O projeto enviado ao Congresso prevê, ainda, uma mudança no conceito de violência sexual. O texto substitui o artigo 2º, que diz que “Considera-se violência sexual qualquer forma de atividade sexual não consentida” para “Considera-se violência sexual toda forma de estupro, sem prejuízo de outras condutas previstas em legislação específica”. De acordo com Padilha, a alteração se deu porque, no formato anterior, crianças e pessoas com deficiência mental poderiam ser excluídas da lei, já que poderiam consentir no ato, apesar de não terem discernimento para isso.
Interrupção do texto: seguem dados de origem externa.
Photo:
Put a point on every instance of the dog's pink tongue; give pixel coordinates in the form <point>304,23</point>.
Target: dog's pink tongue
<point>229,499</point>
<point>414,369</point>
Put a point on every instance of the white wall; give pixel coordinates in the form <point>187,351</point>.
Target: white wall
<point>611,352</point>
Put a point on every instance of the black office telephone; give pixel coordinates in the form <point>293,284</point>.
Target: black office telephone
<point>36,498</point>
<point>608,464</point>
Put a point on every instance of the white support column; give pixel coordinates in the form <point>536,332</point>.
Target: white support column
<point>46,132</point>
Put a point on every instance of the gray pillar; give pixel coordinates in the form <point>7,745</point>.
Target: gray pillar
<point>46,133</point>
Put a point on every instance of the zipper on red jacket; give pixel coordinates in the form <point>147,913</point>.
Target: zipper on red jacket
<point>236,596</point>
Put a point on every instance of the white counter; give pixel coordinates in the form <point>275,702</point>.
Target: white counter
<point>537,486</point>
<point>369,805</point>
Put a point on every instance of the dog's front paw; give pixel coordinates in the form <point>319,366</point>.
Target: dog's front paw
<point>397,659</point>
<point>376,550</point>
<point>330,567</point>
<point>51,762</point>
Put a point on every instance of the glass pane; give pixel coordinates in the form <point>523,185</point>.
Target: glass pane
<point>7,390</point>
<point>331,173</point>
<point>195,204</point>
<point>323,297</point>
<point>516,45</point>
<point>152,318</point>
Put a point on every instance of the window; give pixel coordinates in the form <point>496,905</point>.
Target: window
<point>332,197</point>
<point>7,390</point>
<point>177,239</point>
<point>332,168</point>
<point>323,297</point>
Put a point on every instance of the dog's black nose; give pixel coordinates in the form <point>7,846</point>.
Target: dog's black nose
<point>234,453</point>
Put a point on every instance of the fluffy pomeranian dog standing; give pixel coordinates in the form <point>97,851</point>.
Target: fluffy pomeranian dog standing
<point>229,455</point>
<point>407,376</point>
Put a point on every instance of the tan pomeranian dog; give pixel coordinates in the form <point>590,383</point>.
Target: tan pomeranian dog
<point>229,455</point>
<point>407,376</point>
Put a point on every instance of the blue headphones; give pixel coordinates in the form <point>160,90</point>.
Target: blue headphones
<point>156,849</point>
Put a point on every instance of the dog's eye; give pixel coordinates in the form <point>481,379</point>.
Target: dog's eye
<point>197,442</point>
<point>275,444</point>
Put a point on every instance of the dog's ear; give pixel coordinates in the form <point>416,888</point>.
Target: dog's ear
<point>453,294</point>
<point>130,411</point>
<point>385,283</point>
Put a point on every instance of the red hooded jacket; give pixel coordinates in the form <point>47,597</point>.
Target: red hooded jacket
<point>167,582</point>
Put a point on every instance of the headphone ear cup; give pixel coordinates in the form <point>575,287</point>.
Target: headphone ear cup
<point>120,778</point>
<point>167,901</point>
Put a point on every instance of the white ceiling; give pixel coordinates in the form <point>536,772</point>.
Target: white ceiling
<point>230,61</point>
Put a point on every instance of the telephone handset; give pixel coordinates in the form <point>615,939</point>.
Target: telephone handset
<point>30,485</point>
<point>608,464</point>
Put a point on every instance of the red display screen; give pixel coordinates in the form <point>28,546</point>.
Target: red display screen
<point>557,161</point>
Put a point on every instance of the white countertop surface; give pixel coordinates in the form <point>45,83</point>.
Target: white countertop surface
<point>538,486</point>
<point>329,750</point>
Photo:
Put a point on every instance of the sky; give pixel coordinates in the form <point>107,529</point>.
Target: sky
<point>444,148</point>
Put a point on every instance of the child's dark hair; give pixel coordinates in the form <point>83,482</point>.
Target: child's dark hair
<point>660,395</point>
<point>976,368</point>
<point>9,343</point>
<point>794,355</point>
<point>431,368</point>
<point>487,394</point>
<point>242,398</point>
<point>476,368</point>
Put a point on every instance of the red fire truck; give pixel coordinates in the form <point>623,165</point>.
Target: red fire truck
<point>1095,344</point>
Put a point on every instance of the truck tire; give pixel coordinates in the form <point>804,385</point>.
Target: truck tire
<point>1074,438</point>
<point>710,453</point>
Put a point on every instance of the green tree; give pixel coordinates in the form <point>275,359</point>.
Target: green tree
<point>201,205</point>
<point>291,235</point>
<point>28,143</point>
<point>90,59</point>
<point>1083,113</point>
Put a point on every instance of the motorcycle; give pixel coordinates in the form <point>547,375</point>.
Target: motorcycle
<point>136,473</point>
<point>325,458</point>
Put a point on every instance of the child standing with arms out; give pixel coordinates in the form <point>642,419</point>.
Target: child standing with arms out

Nesta semana, os ministros Gilberto Carvalho (secretaria-geral da Presidência) e Gleisi Hoffmann (Casa Civil), acompanhados pela ministra Eleonora Menicucci (Secretaria de Políticas para Mulheres), receberam, separadamente, representantes das entidades religiosas e da bancada feminina para colher os últimos posicionamentos sobre o projeto. As informações foram repassadas à presidente Dilma, que tinha esta quinta-feira como prazo final para sancionar ou vetar a lei.